Recognition: unknown
Fleet: Hierarchical Task-based Abstraction for Megakernels on Multi-Die GPUs
Pith reviewed 2026-05-10 11:32 UTC · model grok-4.3
The pith
Fleet adds Chiplet-tasks to bind megakernel work to GPU chiplets and exploit their shared L2 caches for lower memory traffic.
A machine-rendered reading of the paper's core claim, the machinery that carries it, and where it could break.
Core claim
Fleet is a multi-level task model that maps computation to memory scopes by introducing Chiplet-tasks, which bind work and data to a chiplet and enable coordination through its shared L2 cache. Wavefront-level, CU-level, and device-level tasks align with existing abstractions, while Chiplet-tasks expose a previously unaddressed level of the hierarchy. Fleet is implemented as a persistent kernel runtime with per-chiplet scheduling, allowing workers within a chiplet to cooperatively execute tasks with coordinated cache reuse.
What carries the argument
Chiplet-tasks, an abstraction that binds computation and data to a single chiplet so that persistent workers can coordinate through the chiplet's private L2 cache.
If this is right
- Persistent kernel execution plus per-chiplet scheduling produces 1.3-1.5x lower decode latency than vLLM at batch sizes 1-8.
- Cooperative weight tiling inside Chiplet-tasks raises L2 hit rate from 12 percent to 54 percent at batch size 32 and from 39 percent to 61 percent at batch size 64.
- The same tiling cuts HBM traffic by as much as 37 percent.
- Overall, Fleet delivers 1.27-1.30x speedup over a chiplet-unaware megakernel baseline at larger batch sizes.
Where Pith is reading between the lines
- The same Chiplet-task binding could be applied to other memory-bound workloads such as graph analytics or scientific stencil codes that already use megakernels.
- Future GPU programming interfaces may need to expose chiplet boundaries explicitly rather than leaving locality to opaque hardware schedulers.
- Implementations on other vendors' multi-die GPUs would test whether the reported L2-hit-rate gains are portable or specific to AMD's cache geometry.
- If the overhead of per-chiplet scheduling stays low, the approach could shift the performance limit for large-batch inference from memory bandwidth to on-chip reuse.
Load-bearing premise
LLM inference remains memory-bound enough that the gains from chiplet-level cache locality exceed the added cost of the persistent runtime and per-chiplet scheduler.
What would settle it
A run of the same Qwen3-8B decode workload at batch size 32 on the MI350 that shows no rise in L2 hit rate above the 12 percent baseline or no drop in HBM traffic when Fleet is enabled would falsify the core performance claim.
Figures
read the original abstract
Modern GPUs adopt chiplet-based designs with multiple private cache hierarchies, but current programming models (CUDA/HIP) expose a flat execution hierarchy that cannot express chiplet-level locality or synchronization.

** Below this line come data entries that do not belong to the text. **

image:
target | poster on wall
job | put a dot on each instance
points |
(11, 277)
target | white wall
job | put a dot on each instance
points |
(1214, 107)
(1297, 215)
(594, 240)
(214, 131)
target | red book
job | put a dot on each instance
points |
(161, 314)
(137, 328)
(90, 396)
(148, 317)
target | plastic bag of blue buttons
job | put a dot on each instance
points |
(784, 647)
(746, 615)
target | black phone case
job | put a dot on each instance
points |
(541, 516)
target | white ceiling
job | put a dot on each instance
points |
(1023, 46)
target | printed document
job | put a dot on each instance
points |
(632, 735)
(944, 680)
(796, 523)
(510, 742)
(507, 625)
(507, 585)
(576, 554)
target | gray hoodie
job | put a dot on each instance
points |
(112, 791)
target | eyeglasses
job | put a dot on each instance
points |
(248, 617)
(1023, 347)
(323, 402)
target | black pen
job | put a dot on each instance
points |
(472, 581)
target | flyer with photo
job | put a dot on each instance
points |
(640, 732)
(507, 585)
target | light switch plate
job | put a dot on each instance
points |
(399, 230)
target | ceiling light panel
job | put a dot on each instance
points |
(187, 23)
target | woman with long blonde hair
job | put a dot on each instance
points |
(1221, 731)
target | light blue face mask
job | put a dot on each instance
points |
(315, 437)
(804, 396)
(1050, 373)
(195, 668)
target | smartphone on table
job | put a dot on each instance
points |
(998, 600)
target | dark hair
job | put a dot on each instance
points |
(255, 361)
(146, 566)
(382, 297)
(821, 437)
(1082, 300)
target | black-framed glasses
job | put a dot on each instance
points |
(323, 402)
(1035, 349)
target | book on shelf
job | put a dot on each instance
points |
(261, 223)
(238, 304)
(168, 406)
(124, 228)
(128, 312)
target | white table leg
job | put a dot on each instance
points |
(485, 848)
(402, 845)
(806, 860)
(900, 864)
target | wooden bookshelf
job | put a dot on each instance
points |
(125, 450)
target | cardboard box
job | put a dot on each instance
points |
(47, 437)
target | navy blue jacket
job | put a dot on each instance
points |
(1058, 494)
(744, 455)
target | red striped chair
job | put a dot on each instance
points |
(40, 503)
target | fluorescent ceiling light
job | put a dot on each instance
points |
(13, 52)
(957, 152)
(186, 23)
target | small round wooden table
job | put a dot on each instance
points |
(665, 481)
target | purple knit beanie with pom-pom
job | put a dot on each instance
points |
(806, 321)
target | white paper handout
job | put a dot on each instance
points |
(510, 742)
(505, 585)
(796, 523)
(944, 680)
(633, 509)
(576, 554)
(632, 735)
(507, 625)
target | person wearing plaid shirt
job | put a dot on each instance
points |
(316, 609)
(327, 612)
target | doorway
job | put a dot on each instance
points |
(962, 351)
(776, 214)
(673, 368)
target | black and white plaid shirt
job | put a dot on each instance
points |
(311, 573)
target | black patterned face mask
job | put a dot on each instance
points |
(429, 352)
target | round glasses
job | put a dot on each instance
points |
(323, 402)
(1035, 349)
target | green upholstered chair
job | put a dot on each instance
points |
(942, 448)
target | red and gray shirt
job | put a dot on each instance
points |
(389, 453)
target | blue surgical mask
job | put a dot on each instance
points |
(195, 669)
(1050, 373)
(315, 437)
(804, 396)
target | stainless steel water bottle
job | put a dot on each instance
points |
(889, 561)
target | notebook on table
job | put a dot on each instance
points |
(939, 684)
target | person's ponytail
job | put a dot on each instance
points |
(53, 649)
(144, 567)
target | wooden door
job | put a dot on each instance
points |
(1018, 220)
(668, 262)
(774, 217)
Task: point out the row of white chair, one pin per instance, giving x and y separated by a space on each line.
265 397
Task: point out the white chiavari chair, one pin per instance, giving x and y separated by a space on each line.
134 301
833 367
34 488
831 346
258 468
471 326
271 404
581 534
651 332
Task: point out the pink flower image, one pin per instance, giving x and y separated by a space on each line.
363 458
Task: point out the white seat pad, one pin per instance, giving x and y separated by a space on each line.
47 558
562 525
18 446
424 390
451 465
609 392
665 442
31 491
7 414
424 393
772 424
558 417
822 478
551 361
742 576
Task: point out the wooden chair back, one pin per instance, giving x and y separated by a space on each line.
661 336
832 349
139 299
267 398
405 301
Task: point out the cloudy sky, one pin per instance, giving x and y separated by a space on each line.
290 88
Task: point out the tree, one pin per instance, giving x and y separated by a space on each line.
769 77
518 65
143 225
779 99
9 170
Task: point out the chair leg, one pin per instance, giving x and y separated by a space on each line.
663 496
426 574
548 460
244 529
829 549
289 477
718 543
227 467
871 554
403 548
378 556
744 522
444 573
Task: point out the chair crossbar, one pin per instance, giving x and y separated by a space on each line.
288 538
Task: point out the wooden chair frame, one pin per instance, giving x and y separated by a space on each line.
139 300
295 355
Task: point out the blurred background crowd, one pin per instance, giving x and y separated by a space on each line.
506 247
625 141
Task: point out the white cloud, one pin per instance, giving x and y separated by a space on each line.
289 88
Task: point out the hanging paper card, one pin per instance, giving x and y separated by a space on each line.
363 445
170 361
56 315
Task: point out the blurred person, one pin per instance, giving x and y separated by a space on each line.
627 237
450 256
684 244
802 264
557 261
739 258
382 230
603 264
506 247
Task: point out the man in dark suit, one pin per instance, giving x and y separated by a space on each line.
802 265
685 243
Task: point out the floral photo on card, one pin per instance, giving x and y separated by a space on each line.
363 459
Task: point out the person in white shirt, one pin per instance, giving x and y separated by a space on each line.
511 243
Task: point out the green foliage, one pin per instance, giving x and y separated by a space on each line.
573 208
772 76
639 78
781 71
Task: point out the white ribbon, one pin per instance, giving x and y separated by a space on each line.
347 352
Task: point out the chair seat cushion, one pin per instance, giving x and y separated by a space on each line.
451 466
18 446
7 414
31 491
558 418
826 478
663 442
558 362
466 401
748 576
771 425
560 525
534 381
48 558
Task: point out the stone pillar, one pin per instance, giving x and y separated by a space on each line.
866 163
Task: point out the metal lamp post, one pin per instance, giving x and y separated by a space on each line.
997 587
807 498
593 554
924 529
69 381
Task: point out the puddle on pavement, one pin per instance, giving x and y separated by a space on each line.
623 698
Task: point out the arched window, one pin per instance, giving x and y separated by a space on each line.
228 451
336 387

This mismatch leads to redundant memory traffic and poor cache utilization in memory-bound workloads such as LLM inference. We present Fleet, a multi-level task model that maps computation to memory scopes. Fleet introduces Chiplet-tasks, a new abstraction that binds work and data to a chiplet and enables coordination through its shared L2 cache. Wavefront-level, CU-level, and device-level tasks align with existing abstractions, while Chiplet-tasks expose a previously unaddressed level of the hierarchy. Fleet is implemented as a persistent kernel runtime with per-chiplet scheduling, allowing workers within a chiplet to cooperatively execute tasks with coordinated cache reuse. On AMD Instinct MI350 with Qwen3-8B, Fleet achieves 1.3-1.5x lower decode latency than vLLM at batch sizes 1-8 through persistent kernel execution and per-chiplet scheduling. At larger batch sizes, cooperative weight tiling increases L2 hit rate (from 12% to 54% at batch size 32 and from 39% to 61% at batch size 64), reducing HBM traffic by up to 37% and delivering 1.27-1.30x speedup over a chiplet-unaware megakernel baseline.
Editorial analysis
A structured set of objections, weighed in public.
Referee Report
Summary. The paper introduces Fleet, a hierarchical task-based abstraction for megakernels on multi-die GPUs. It defines Chiplet-tasks to bind work and data to chiplets for coordinated L2 cache reuse, alongside wavefront-, CU-, and device-level tasks. Implemented as a persistent kernel runtime with per-chiplet scheduling, Fleet is evaluated on AMD Instinct MI350 using Qwen3-8B, claiming 1.3-1.5x lower decode latency than vLLM at batch sizes 1-8 and 1.27-1.30x speedup at larger batches via improved L2 hit rates (12% to 54% at batch 32; 39% to 61% at batch 64) and up to 37% reduced HBM traffic.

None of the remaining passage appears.